Over the past 12 months our freedom has been restricted and as a nation we are not used to that; we have enjoyed a lifetime of going where we want when we want and now retrospectively, it is clear that we took this for granted.  As we dream of reconnecting with  friends, family, and the world at large, I think the past year has given us the chance to reflect on what really matters to us and to view things like the outdoors, community, restaurants, the arts and travel in a different way.  

Once we edge back to normality travel is unlikely to be as it was for some time – which is both a good and bad thing.  The world has a long recovery process to go through and people’s views of travel and possible fears will have an effect on their sense of adventure and willingness to return to normality.  Cities around the world and famous tourist sites will be less crowded, people will think twice about queuing for 4 hours in a busy street to enter a gallery or museum however people are more likely to consider greener holidays and more off the beaten track adventures to avoid crowds.  Across the travel industry there has been a big increase in people researching walking and cycling holidays – obviously investigating options away from the crowds.  A lot of people are also looking at “staycations” and what their own country can offer like never before.  Families who may have spent summer holidays in Portugal are now considering a self-contained cottage in Cornwall or camping in the Peak District – things they may never have considered before when you were able to get cheap flights and an all-inclusive deal at a resort under 4 hours away!

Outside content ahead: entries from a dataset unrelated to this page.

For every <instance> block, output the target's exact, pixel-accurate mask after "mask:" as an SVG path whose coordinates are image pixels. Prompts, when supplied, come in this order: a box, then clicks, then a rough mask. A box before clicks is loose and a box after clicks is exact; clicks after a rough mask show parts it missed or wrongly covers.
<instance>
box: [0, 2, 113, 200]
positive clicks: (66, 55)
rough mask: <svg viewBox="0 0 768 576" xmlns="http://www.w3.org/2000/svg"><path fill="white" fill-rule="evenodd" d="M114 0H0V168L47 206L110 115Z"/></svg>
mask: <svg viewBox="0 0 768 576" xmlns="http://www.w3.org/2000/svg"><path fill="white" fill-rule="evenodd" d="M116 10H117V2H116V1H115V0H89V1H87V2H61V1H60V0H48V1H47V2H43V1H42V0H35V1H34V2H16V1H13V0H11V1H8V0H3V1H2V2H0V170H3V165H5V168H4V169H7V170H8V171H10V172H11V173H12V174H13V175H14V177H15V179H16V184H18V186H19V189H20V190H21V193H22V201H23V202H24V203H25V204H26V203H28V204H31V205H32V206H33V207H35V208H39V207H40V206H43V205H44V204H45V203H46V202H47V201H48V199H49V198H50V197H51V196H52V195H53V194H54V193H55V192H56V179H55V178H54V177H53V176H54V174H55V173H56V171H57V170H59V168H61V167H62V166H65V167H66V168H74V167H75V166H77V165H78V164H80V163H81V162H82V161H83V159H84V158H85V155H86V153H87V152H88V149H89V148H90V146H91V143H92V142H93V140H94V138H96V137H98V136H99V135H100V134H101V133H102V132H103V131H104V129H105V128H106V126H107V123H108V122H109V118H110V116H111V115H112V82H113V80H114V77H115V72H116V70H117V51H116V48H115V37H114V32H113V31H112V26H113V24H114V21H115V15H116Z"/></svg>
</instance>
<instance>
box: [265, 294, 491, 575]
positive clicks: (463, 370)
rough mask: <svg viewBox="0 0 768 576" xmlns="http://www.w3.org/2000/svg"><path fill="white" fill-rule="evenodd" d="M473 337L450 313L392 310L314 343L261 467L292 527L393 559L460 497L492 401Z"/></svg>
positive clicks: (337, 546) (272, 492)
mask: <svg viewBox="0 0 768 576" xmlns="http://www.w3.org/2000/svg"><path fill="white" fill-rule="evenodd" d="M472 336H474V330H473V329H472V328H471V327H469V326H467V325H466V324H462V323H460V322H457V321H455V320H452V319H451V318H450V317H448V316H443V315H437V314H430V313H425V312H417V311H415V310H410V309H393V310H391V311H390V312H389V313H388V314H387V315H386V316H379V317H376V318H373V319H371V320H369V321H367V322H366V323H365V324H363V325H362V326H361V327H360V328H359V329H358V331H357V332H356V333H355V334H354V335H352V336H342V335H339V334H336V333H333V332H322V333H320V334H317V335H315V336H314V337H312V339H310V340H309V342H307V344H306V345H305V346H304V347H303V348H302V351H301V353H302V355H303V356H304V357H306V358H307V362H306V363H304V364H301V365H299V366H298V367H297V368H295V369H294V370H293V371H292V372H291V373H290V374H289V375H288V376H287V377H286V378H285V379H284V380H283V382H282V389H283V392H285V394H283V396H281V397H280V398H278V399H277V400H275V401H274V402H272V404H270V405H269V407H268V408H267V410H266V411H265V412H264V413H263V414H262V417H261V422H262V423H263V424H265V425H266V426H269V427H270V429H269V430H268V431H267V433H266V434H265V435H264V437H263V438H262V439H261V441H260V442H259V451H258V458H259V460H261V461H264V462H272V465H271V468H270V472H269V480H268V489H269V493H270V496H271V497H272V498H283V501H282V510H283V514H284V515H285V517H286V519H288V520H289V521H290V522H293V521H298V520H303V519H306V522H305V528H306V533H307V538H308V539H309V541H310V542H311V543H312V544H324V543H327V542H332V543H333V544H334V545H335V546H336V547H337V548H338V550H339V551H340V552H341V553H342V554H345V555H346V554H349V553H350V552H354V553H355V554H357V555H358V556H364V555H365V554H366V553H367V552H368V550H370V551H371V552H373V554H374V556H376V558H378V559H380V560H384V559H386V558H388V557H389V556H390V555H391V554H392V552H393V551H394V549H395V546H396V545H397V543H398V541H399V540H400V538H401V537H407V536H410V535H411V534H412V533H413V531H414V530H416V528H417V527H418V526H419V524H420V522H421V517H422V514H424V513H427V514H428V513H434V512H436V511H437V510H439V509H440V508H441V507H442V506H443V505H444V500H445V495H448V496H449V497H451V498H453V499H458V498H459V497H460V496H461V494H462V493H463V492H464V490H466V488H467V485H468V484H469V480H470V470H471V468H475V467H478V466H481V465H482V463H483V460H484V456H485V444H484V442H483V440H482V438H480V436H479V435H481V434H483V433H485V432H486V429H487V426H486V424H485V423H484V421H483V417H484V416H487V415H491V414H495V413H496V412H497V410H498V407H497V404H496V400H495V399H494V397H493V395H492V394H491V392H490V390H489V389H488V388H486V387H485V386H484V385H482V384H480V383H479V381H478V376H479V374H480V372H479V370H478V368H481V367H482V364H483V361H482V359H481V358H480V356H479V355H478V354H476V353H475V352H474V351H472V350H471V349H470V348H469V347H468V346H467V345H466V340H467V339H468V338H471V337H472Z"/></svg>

As we emerge out of lockdown and look to take to the skies again there are 3 key themes that we will see throughout the travel industry: 

– Reassurance – Highlighting cleaning protocols, social distancing, and staying up-to-date with entry restrictions border regulations will continue to be necessary. 

– Flexibility – Many airlines have said that they will eliminate change fees to help travellers feel more comfortable booking tickets.

– Sustainability – The skies and oceans are cleaner, and wildlife has returned to areas where it’d dwindled. There’s no doubt that the lockdown has benefited the environment. Research shows that “the pandemic has effectively hit the pause button on emissions, which are projected to be 8% less in 2020 than they were in 2019” and so travel companies will be highlighting their sustainable approach to returning to tourism and how you can see the world whilst leaving less of a footprint.  

While the tourism industry has suffered greatly, it has forced us all to slow down and appreciate the huge privilege that travel is.  As we said travel is likely to become more conscious – people taking fewer, longer trips rather than lots of short breaks. They’ll be more appreciative of the places and the people they meet and less impulsive with last-minute trips and spending.  Travellers who can afford to will be plotting epic, once-in-a-lifetime trips over the next few years.  Living through a pandemic has sparked a re-evaluation of people’s priorities and attitudes, for many of those confined to their homes during lockdown, it has been a time to make plans and dream of the future.